Pastor Bayly,
I have had positive interactions with you in the past under my own name, but for valid reasons cannot discuss this subject in public under my own name.
Mr. Pseudonymous “Dalrock” quoted you on what you’ve publicly written. He couldn’t know about your private counsel to a woman not to go in the Navy. Have you ever publicly made the biblical case that it is always immoral and sinful for women to serve in the military? Does your church take this position? I would be quite interested to read it.
There is cognitive dissonance between Nathan, who dismisses Dalrock out of hand as so ridiculous he doesn’t need to answer, and Pastor Bayly who indignantly argues that of course he is hard on women too.
Your passionate denouncement of Dalrock here seems to be conceding that his basic argument is valid, that women have moral agency, and are just as prone to sin as men, but that he has slandered you by misrepresenting you as someone who puts women on a pedestal. If that is what you really mean, then rather than being indignant at Dalrock, it might make more sense to go on the record on this point.
Part of your passionate defense is that you condemn unborn children being ripped apart by their mothers, as you should. Have you ever spoken to the question of appropriate punishment by the State to women who kill their own children?
It was interesting in early 2016 when Trump decided to be “pro-life” in order to win the election, he made a statement that women should be punished for killing their unborn babies. Very quickly he had to walk that one back, because nobody in the pro-life movement actually believes that women who abort their children should be prosecuted by the magistrate for murder. How naive of Mr. Trump to think we actually meant the logical conclusion of our arguments.

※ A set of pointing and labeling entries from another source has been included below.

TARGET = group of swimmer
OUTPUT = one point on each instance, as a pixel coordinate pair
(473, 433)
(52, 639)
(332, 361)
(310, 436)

We place all the blame on the abortionists and the bad bad men who deceived those poor innocent women into killing their own children. This is the kind of double standard that Dalrock has repeatedly pointed out. It’s quite different to the way Moses dealt with the women of Midian in Numbers 31. “Look, these women caused the children of Israel, through the counsel of Balaam, to trespass against the Lord in the incident of Peor, and there was a plague among the congregation of the Lord.” Moses then ordered them all executed.
Dalrock’s point is the same one that Moses made. Woman have moral agency and are fully liable for their sins and crimes, particularly in the area of sexual immorality.
It is interesting that both Nathan, and now you, have denounced Dalrock as Mr. Anonymous, a very bad man. But neither of you have actually answered any of his arguments. And you haven’t given us any arguments why he is a bad man, other than the fact that he has chosen to write under a Pseudonym.
There are several books of the Bible which many believe to have been written under pseudonyms, including Ecclesiastes, two of Peter’s epistles, and Jude. The Federalist Papers were written under pseudonyms.
The reason someone like Dalrock might choose to do that today is the same reason people did it in the past - persecution. A pastor has to answer to the people of his own congregation and presbytery, and a few trolls who might make his life miserable. But a man who is not a pastor probably has a job with a company. In today’s environment discussing such controversial subjects under your own name online is very likely to get one fired. Should all Christian men be silent because we need to support our families? A pseudonym can be used to debate ideas, though it does not come with the weight of spiritual authority that an elder or pastor of the church does.
I recognize and admire that Tim Bayly has courageously taught and written in his own name. That is admirable. But it is not the only lawful path. Thank you for your years of service and teaching, Pastor Bayly.
You and Nathan would better serve your own reputations by either dealing with Dalrock’s actual arguments on the basis of their merits, or not dealing with him at all. Nathan’s heavy use of the ad hominem argument signals that he has no real argument.
I have been in the reformed faith my entire life, and I’m not a young man. I don’t agree with everything Dalrock writes, but his message is definitely one that needs to be heard and discussed. He is representing the Biblical antithesis in an area where the church is failing to resist the depravity of the culture. He is reading to us the parts of the Bible that we simply don’t want to listen to. His words deserve to be taken seriously.